I never really got into Suede at the time, although of course, they were a presence in popular culture, with singles pervading the airwaves and all, which I was aware of... especially those from this album, which actually caused me to deliberately avoid them on the principle that it sounded like a band who had sold out, and "gone commercial"...
(For all their protestations at the time that they should not be categorized under the same banner as other bands who the popular media dubbed: "Britpop", it is strange that they should have produced this... perhaps one of the most Britpop / commercial albums of them all!)
...These sounding like overtly pop, punchy, commercial tunes you can 'um.
And even the cover reflects greatly the character of the album as a whole... Gone the dark, dingy photography of more serious artists, in it's place a lurid, energy drink fuelled neon-ette "buy me!" cover enclosing a slab of brief, high energy pop stabs and jabs.
But it was during the interims between lockdowns in the pandemic that I was on a "buy it and rip it" spree of all those old albums on CD that I'd missed first time around, that I had a tune pop up on my MP3 player form this, that acted as the better gateway track for the album:
By The Sea, is a different flavour altogether... an absolutely stunning masterpiece in fact, of scale, and sweep, with an incredible melancholic tone that really grabbed me by the pretzels and has since become one of the signature tunes of lockdown for me...
...And also Picnic By The Motorway, which has a woozy, destitute, hallucinogenic quality (especially in the vocal effect) made me listen to the other single tracks again, before giving the whole album a thorough listen through - a couple of times in fact.
I've now come to appreciate the album as a whole, and find, quite to my astonishment, that I really love it - it's quite a short album, wisely, as too much of that hyper energetic feel would have been wearing, especially without those two deeper cuts as interludes.

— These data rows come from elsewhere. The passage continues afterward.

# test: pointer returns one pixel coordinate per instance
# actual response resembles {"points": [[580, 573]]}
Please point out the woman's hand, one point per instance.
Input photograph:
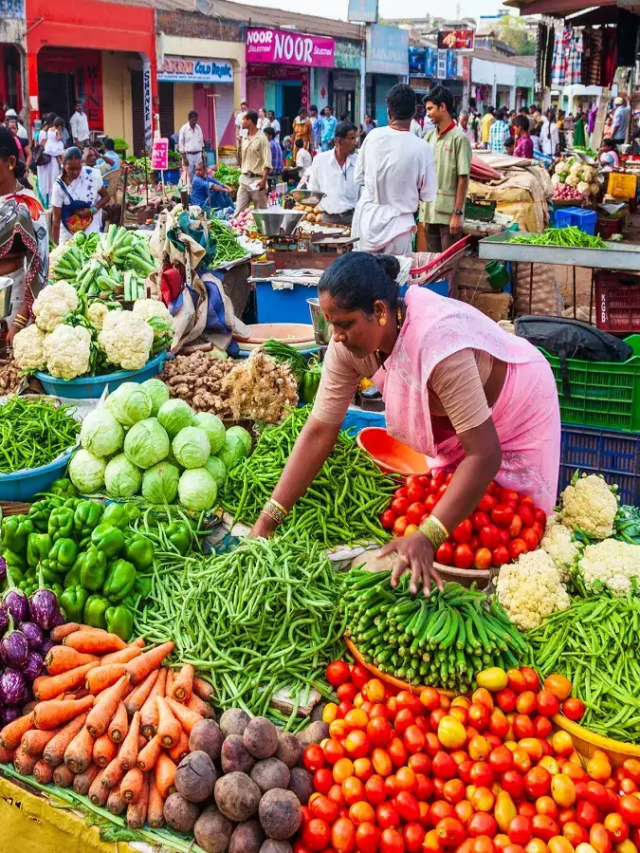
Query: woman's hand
{"points": [[415, 555]]}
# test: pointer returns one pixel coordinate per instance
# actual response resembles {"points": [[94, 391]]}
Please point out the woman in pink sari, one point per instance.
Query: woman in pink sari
{"points": [[456, 388]]}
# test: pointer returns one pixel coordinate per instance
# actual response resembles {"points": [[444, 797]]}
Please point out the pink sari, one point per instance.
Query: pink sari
{"points": [[526, 414]]}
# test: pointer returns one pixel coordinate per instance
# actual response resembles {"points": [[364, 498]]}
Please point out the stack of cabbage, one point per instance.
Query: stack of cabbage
{"points": [[141, 442]]}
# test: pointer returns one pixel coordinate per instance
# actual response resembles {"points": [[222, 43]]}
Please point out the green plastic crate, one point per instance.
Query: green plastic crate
{"points": [[603, 394]]}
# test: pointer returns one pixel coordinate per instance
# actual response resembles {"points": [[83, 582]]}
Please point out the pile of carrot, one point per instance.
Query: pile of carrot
{"points": [[109, 721]]}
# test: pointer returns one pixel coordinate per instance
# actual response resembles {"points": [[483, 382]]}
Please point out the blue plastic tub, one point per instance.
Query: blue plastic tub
{"points": [[91, 387]]}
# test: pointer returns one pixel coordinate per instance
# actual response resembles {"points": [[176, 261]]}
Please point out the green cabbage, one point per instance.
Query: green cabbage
{"points": [[191, 447], [175, 415], [129, 403], [197, 489], [86, 472], [101, 433], [158, 392], [213, 427], [122, 478], [160, 483], [146, 443]]}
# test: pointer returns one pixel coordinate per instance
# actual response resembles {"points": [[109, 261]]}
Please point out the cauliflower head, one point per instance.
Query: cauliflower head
{"points": [[614, 564], [68, 351], [588, 504], [126, 340], [531, 590], [53, 305], [28, 349]]}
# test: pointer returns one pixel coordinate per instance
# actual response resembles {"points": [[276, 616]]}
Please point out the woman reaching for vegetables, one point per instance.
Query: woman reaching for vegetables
{"points": [[456, 388]]}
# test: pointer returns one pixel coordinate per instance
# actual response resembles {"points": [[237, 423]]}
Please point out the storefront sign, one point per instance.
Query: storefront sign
{"points": [[266, 45], [387, 50], [180, 69]]}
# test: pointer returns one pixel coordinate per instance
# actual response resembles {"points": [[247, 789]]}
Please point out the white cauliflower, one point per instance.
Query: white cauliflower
{"points": [[53, 305], [611, 562], [68, 351], [531, 589], [589, 505], [27, 348], [126, 340]]}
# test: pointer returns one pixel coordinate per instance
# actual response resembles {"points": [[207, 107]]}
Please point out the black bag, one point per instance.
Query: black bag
{"points": [[571, 339]]}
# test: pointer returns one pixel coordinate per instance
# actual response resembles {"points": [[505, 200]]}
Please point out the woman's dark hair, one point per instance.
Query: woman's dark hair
{"points": [[357, 280]]}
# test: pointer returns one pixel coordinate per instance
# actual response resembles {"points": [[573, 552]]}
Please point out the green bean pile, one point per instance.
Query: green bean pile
{"points": [[33, 433], [261, 618], [443, 640], [342, 505], [595, 644]]}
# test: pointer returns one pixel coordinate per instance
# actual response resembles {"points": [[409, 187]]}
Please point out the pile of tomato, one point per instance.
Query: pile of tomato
{"points": [[486, 774], [503, 526]]}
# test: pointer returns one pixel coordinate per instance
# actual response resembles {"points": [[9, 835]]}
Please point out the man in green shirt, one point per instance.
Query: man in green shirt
{"points": [[452, 156]]}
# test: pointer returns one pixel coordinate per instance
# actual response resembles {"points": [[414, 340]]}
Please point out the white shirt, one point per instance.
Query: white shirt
{"points": [[190, 140], [338, 182], [397, 172], [79, 125]]}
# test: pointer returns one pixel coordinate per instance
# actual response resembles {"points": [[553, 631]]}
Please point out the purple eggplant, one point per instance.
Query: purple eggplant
{"points": [[12, 686]]}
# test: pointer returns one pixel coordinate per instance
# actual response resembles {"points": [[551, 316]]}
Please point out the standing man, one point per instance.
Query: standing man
{"points": [[396, 171], [79, 126], [452, 154], [191, 144], [256, 165]]}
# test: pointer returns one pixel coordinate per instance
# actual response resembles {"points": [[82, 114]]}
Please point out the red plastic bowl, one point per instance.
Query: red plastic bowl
{"points": [[389, 454]]}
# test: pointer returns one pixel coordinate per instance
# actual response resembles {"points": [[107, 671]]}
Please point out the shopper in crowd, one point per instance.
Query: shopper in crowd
{"points": [[397, 172], [77, 198], [255, 165], [191, 144], [452, 154]]}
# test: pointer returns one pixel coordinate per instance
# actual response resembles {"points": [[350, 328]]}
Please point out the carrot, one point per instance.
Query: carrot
{"points": [[137, 812], [102, 712], [119, 725], [128, 754], [155, 809], [148, 756], [140, 667], [62, 776], [57, 712], [83, 781], [149, 711], [104, 751], [131, 785], [42, 772], [203, 689], [183, 684], [185, 717], [12, 733], [104, 676], [54, 751], [54, 685], [77, 756], [168, 727], [165, 772], [94, 642], [138, 696]]}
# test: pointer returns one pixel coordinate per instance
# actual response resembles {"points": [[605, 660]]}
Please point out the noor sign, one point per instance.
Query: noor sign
{"points": [[267, 45]]}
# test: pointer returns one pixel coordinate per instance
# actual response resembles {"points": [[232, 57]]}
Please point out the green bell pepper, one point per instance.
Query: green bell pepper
{"points": [[120, 621], [139, 550], [60, 523], [39, 546], [120, 580], [72, 601], [94, 569], [108, 539], [94, 613]]}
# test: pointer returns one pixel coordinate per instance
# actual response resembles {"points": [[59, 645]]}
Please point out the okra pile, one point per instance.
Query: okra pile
{"points": [[443, 640]]}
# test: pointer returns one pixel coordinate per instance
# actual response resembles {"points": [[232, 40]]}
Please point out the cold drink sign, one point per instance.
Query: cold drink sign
{"points": [[267, 45]]}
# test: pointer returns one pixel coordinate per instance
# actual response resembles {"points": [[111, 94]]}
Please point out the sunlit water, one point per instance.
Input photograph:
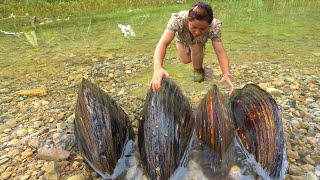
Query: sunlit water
{"points": [[199, 162], [286, 33]]}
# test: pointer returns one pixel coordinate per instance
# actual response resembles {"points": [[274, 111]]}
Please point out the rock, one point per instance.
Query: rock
{"points": [[317, 170], [32, 92], [11, 123], [53, 154], [51, 171], [3, 127], [64, 141], [310, 160], [22, 132], [293, 155], [295, 170], [264, 86], [306, 168], [310, 176], [274, 92], [76, 177], [278, 83], [296, 177], [303, 124], [4, 160], [5, 91], [7, 173], [33, 143], [26, 153]]}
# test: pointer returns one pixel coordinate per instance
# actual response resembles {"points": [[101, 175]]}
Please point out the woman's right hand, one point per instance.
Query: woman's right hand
{"points": [[158, 74]]}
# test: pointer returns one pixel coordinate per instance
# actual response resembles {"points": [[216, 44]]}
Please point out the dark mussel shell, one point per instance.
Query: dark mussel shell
{"points": [[259, 126], [214, 123], [101, 128], [165, 130]]}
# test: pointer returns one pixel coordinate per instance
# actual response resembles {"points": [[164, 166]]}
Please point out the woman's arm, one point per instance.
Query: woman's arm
{"points": [[158, 57], [224, 63]]}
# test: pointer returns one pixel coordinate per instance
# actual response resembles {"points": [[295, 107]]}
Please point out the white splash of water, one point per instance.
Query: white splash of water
{"points": [[126, 30]]}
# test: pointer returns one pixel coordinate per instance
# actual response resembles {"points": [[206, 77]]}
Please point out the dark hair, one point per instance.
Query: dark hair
{"points": [[201, 11]]}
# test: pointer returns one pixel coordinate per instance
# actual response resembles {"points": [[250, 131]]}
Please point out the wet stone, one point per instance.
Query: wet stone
{"points": [[293, 155]]}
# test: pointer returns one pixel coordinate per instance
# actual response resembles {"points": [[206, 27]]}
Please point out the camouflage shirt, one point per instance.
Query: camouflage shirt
{"points": [[179, 25]]}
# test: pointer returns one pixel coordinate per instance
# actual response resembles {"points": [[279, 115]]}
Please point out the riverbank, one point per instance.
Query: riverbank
{"points": [[34, 125]]}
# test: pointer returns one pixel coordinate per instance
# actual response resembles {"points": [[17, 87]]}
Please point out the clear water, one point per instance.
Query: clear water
{"points": [[285, 32], [199, 163]]}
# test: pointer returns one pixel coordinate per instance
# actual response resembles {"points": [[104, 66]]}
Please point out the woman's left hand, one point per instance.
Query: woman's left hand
{"points": [[227, 79]]}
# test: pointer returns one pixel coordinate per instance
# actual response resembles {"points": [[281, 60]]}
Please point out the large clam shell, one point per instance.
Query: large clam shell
{"points": [[214, 123], [258, 124], [165, 130], [101, 128]]}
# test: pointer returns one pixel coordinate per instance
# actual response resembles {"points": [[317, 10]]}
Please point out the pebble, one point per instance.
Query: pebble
{"points": [[77, 177], [53, 154], [293, 155], [22, 132], [36, 129]]}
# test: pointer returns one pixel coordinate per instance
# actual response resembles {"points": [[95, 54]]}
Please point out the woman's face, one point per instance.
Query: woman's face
{"points": [[198, 27]]}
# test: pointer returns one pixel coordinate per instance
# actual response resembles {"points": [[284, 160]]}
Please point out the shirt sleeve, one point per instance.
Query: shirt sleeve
{"points": [[215, 30], [175, 23]]}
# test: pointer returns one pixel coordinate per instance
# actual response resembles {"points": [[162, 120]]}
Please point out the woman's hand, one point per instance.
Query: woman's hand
{"points": [[158, 74], [227, 79]]}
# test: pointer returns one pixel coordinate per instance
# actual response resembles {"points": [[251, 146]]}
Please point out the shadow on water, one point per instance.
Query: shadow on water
{"points": [[280, 32], [201, 163]]}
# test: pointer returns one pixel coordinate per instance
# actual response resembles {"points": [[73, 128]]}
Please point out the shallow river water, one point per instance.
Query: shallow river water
{"points": [[274, 44]]}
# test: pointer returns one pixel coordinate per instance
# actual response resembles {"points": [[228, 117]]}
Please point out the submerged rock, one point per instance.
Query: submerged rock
{"points": [[101, 127], [165, 130], [258, 124]]}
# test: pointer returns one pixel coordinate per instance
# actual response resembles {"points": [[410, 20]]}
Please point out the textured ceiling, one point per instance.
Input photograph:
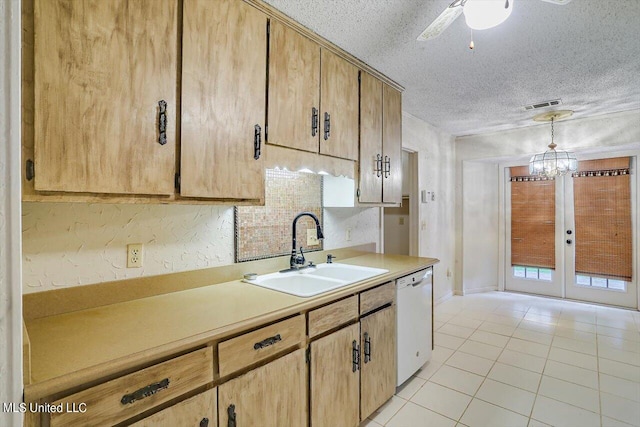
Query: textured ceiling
{"points": [[586, 53]]}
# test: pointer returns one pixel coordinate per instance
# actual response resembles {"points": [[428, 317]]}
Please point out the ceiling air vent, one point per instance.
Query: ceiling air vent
{"points": [[543, 104]]}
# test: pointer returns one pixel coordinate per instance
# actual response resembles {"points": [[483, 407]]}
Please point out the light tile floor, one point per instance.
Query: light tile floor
{"points": [[504, 359]]}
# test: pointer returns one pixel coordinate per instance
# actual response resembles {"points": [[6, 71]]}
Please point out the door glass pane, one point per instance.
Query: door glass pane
{"points": [[602, 213]]}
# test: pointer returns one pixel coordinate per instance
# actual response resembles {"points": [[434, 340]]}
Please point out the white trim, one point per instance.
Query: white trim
{"points": [[10, 211], [443, 298], [480, 290]]}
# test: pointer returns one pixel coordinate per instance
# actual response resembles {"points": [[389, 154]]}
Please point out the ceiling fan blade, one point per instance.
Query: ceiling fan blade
{"points": [[442, 21], [560, 2]]}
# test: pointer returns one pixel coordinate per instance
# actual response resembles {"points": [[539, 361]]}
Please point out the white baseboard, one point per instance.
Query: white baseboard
{"points": [[443, 298], [479, 290]]}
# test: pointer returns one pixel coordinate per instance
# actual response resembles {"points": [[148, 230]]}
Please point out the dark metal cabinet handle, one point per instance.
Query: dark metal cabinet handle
{"points": [[378, 169], [231, 413], [257, 141], [387, 166], [267, 342], [367, 347], [355, 356], [30, 171], [314, 121], [146, 391], [162, 122], [327, 126]]}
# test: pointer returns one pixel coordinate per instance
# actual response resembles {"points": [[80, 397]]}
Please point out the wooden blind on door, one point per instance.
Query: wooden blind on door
{"points": [[533, 219], [602, 203]]}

And so, it's a well judged, well balanced album too.
And so, happening on Amazon a couple of weeks ago, to find this on sale for £14, I grabbed it up, and found this lovely 180g Clear vinyl plays with even greater scale and sweep on a proper system (through big boy speakers) than an MP3 can of course deliver, which unlocks the full audio potential.
The only minor gripe with this pressing - And the Bluetones: Expecting To Fly album I also got on this label: Demon, is how quiet the music is pressed on them - you have to turn the volume way up with this label's pressings it seems... but that's Ok I suppose, as the vinyl itself is silent, and clean sounding, so no amplified pops and crackles etc.
[As stated on both albums - Demon is a BBC company! - who knew!?!]
I may have to delve into other Suede albums now, especially in search of anything that can match By The Sea, for sheer wow factor.